2019-08-30
How I'm dealing with my Python indentation problem in GNU Emacs
The current (cultural) standard for indentation in Python is four space indent levels and indenting only with spaces, never tabs; this is what GNU Emacs' python mode defaults to and what YAPF and other code formatters use. Our new and updated Python 3 code is written in this official standard, as is some relatively recent Python 2 code. However, I spent a very long time writing Python code using 8-space indent levels and tab-based indentation, which means that I have a great deal of existing Python code in this style, including almost all of our existing Python 2 code at work and all of DWiki. For various reasons I don't want to reformat or reindent all of this code, so I want to work on existing code in its current style, whatever that is. Because Python 3 doesn't like it when you mix spaces and tabs, this should include the use of tabs in indentation.
My existing .emacs
settings for this across various different
systems were basically an inconsistent mess. On my desktop I was
reflexively clinging to my old indentation style with various python
mode settings; on our Ubuntu login servers, I'd stopped overriding
the python mode defaults due to shifting toward the standard style, but that left me with the tab problem.
Today, as part of dealing with my .emacs
in general, I decided
that I wanted to have the same .emacs
everywhere, and that drove
me to actively work out a solution.
First, I realized that if I was willing to really commit to shifting my indentation style to the standard on, the only real problem I had was with tabs. GNU Emacs's python mode will automatically detect the current indentation level for existing Python code, and for new files I'll use 4-space indents with spaces no matter what the other files existed in the project. For tabs, I want to continue using tabs if and only if the file is already in my old 8-space tab based indentation style, so the only problem is detecting this.

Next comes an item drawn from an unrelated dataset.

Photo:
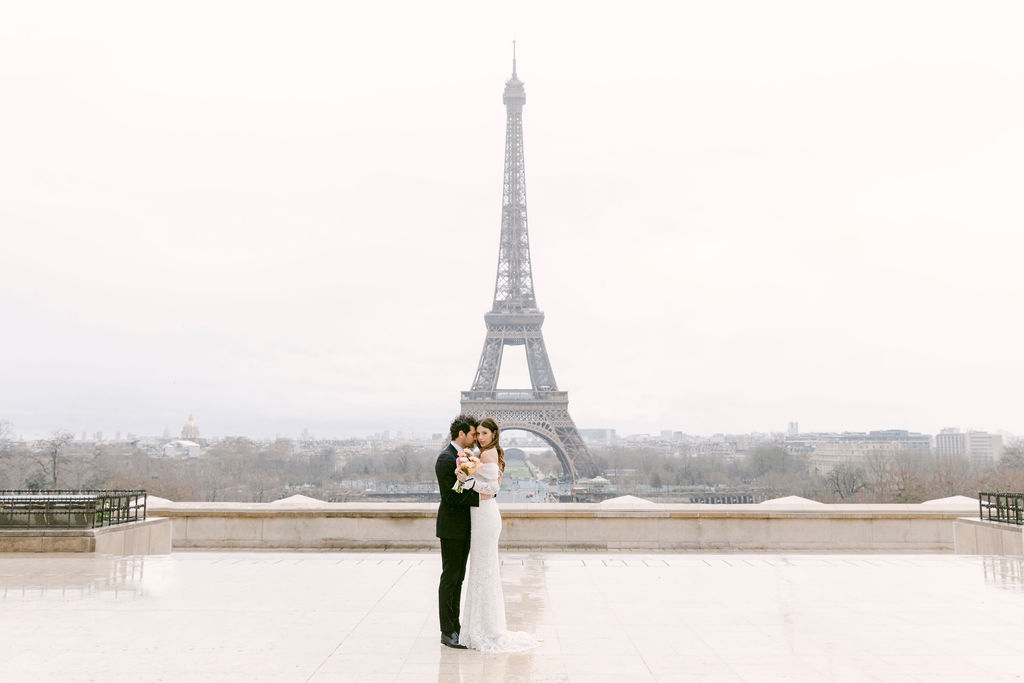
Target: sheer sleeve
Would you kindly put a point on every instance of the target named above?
(485, 479)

As far as I can tell there are no existing GNU Emacs features or functions to do this, so I wrote some ELisp to be run as a python-mode hook (which means it happens on a per-file basis). I won't claim it's very good ELisp, but here it is:
(defun cks/leading-tabs-p () "Detect if the current buffer has a line with leading tab(s)." (save-excursion (save-restriction (widen) (goto-char (point-min)) (if (re-search-forward "^\t+" nil t) t nil)))) (add-hook 'python-mode-hook (lambda () (if (and (= python-indent-offset 8) (cks/leading-tabs-p)) (setq indent-tabs-mode t))))
The detection of tab-indented lines here is highly imperfect and can be fooled by all sorts of things, but for my purposes it's good enough; misfires are unlikely in practice. I'm not sure I even have any Python code that uses 8-space indentation but without tabs.
(The start of cks/leading-tabs-p is copied directly from the python-mode function that scans the buffer to determine the indentation level it currently uses. The function naming is superstition based on what I've seen around the Internet.)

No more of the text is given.